CHICAGO - One day after allegations surfaced in federal court filings that he sought to reward a campaign contributor with a top state post, Illinois Gov. Rod Blagojevich avoided any questions on the subject at his single public event yesterday.

Blagojevich attended and spoke at the annual governor's prayer breakfast in Springfield, but did not send out a notification to the press until after the event and he left quickly after his short address to meet with legislative leaders.

He also did not address in his speech the accusations made by Ali Ata, the former executive director of the Illinois Finance Authority, in a plea agreement announced Tuesday with federal prosecutors as part of the government's ongoing investigation of state corruption.

The governor has not been charged with any wrongdoing, but it is widely accepted, based on information included in dozens of court filings, that he is "Public Official A" in the Operation Board Games probe.

Late Tuesday, his office released a statement: "As we've said many times before, we don't endorse or allow the decisions of state government to be based on campaign contributions."

In his speech Wednesday, Blagojevich spoke of his faith, the economic struggles of families, and his push for a $25 billion capital budget to spur the state's economy. He also spoke of his mission as governor, including his embrace of the "Golden rule ... you should do unto others as you would have others do unto you." He added that he seeks every day to "find ways to get things done" what he would want for his family, including improved health care, preschool funding, and a higher minimum wage.

One of the early initiatives of the Blagojevich administration after he took office in 2003 was to consolidate most of the statewide conduit bonding agencies into the newly createdIllinois Finance Authority. Ata's appointment as executive director was approved by the new board as the agency opened its doors in January 2004.

He resigned in 2005 to return to the private sector. Ata's was a name unfamiliar to most market participants but it was speculated that he had close business and personal ties to the governor's top fundraiser and adviser Antoin Rezko.

Rezko currently is on trial on charges that he used his influence with the administration to enrich himself and the governor's campaign coffers by shaking down firms that wanted to do investment business with the state.

Federal authorities charged Ata last year with aiding and abetting an alleged corrupt business scheme of Rezko's by using his position at the IFA to help inflate the worth of several businesses Rezko sought to sell. Rezko is facing a separate trial on those charges.

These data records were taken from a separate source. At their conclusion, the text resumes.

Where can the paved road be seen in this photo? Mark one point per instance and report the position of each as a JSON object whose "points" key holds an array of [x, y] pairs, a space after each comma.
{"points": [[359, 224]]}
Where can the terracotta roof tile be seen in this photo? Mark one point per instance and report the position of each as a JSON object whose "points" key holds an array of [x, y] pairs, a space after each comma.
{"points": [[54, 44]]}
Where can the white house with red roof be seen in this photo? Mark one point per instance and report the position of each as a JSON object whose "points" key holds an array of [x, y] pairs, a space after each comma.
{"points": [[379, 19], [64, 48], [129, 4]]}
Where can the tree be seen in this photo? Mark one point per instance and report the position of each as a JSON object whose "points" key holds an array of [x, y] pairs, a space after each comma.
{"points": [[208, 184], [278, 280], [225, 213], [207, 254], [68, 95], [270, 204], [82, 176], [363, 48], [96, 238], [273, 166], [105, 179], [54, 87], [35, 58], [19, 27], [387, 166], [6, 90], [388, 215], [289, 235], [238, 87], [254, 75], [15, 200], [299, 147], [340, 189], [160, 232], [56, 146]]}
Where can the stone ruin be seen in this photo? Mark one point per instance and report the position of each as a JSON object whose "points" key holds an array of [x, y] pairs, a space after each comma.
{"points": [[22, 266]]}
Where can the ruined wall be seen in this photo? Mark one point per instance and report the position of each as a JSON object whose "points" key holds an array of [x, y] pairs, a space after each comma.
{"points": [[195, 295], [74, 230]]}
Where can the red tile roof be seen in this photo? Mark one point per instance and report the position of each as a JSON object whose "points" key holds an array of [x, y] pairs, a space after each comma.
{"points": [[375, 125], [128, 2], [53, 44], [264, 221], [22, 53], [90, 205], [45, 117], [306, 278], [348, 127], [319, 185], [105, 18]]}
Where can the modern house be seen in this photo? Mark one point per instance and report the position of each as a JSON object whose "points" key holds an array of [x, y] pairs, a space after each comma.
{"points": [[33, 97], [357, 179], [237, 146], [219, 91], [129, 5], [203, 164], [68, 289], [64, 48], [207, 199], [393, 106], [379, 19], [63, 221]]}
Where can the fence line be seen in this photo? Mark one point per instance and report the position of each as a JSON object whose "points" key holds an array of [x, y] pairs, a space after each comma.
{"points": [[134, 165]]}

On Tuesday, it was announced that Ata would cooperate with authorities and he agreed to plead guilty to charges that he filed a false tax return and lied to a federal investigator when he said in a December 2005 interview that he was not aware of any role played by Rezko in his hiring for the $127,000 a year post.

Ata held a fundraiser for Blagojevich just before his election that raised $25,000, including his own personal contribution of $5,000. He later that year made a $25,000 contribution, giving it to Rezko who brought it into a conference room and gave it to Public Official A who asked Rezko if he had talked to Ata about positions in the administration.

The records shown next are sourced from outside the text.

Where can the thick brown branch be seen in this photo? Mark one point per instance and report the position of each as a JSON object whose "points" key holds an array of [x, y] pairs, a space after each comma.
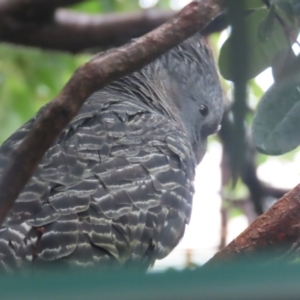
{"points": [[75, 32], [278, 228], [86, 80]]}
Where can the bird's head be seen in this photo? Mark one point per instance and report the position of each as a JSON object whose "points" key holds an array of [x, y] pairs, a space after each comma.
{"points": [[194, 89]]}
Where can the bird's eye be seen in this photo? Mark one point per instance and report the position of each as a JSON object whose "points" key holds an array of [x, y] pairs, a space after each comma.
{"points": [[203, 110]]}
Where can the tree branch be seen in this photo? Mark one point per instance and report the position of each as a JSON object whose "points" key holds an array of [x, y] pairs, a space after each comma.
{"points": [[277, 228], [92, 76], [75, 32]]}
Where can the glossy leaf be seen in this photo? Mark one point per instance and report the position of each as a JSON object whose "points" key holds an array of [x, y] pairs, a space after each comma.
{"points": [[276, 123], [264, 43]]}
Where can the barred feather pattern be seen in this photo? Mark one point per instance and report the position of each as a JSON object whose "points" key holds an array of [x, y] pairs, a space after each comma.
{"points": [[116, 188]]}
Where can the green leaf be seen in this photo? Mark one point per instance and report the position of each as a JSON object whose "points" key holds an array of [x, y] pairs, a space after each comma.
{"points": [[253, 4], [292, 7], [276, 123], [262, 50]]}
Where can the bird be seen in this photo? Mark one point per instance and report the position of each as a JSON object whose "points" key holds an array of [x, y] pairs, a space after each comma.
{"points": [[116, 187]]}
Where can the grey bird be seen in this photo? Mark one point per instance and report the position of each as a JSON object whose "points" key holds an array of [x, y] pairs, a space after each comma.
{"points": [[116, 187]]}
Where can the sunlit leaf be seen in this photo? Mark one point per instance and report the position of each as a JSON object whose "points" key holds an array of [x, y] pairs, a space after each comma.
{"points": [[262, 51], [276, 123]]}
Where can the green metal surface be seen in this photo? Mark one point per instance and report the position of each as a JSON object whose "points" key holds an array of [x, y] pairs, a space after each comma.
{"points": [[243, 281]]}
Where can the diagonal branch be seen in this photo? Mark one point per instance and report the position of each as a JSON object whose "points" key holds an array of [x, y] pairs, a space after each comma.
{"points": [[75, 32], [277, 228], [92, 76]]}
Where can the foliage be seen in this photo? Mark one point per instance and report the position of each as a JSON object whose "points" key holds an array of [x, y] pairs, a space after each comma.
{"points": [[271, 31]]}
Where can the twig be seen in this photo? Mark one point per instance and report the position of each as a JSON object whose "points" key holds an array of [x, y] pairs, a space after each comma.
{"points": [[89, 78]]}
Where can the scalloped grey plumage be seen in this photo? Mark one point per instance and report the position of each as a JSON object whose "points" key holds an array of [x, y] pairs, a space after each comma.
{"points": [[116, 187]]}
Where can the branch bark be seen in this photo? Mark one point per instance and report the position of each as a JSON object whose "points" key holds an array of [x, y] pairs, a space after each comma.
{"points": [[278, 228], [75, 32], [92, 76]]}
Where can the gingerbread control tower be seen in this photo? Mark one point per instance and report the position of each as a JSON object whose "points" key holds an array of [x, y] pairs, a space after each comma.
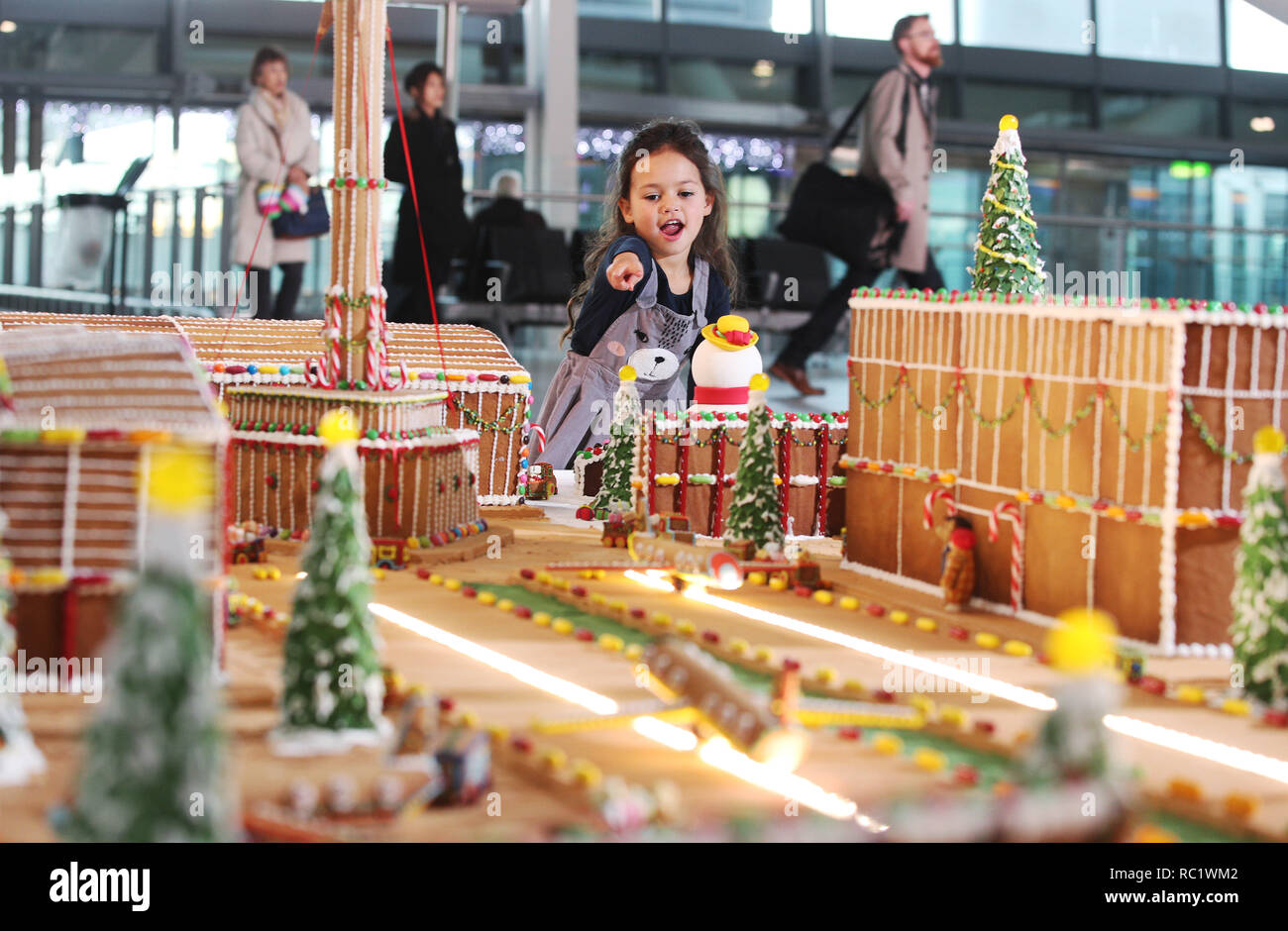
{"points": [[419, 476]]}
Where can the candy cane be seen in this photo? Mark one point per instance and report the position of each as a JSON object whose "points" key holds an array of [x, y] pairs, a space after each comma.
{"points": [[927, 507], [1012, 510]]}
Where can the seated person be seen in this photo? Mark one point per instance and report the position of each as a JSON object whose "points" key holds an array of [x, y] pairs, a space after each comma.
{"points": [[506, 207]]}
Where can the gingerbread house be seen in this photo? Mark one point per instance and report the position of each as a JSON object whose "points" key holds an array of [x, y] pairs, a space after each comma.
{"points": [[490, 391], [692, 463], [1099, 451], [86, 410]]}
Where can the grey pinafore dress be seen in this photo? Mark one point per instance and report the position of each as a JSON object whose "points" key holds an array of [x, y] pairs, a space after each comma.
{"points": [[651, 338]]}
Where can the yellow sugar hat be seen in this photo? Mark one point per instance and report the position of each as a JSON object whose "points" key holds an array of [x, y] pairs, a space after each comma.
{"points": [[1082, 643], [179, 480], [1267, 439], [730, 333]]}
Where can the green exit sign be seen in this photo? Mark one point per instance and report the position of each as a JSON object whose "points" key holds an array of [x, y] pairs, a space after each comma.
{"points": [[1185, 170]]}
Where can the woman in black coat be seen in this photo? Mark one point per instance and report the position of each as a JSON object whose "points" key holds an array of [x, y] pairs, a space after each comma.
{"points": [[439, 189]]}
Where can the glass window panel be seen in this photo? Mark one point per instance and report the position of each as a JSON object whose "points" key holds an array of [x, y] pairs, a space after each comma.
{"points": [[490, 50], [612, 71], [1260, 121], [1158, 114], [1183, 31], [715, 80], [621, 9], [1063, 26], [1256, 39], [1035, 106], [780, 16], [851, 20], [89, 50]]}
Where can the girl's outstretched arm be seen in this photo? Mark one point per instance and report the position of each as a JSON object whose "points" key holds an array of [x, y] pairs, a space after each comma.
{"points": [[604, 303]]}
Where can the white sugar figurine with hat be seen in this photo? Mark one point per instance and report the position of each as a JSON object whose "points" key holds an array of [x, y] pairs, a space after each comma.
{"points": [[722, 364]]}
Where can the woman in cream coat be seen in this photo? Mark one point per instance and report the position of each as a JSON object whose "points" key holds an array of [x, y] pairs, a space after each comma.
{"points": [[271, 115]]}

As he campaigned for the governor's office in 2002, Blagojevich, then a congressman, ran of the platform of "no more business as usual" with the incumbent George Ryan then facing a corruption trial.

In July of 2003, Ata was asked by Rezko to make another $25,000 contribution, which he did. Soon after, Ata allegedly had a conversation with the governor at a fundraiser in which the governor said he was aware of the contribution and understood that Ata would be joining the administration and "that it had better be a job where the defendant could make some money," the plea agreement reads. Ata also paid bribes to Rezko totaling $125,000 during 2003 and 2004 to obtain his position and keep it.

The plea agreement also referenced an unnamed investment banker "whom Rezko described as knowledgeable about the IFA and a 'team player'" that could assist in the fraudulent business scheme involving the sale of the pizza businesses.

Ata faces up to eight years in prison and $500,000 in fines although his sentencing is postponed until his cooperation with authorities is completed.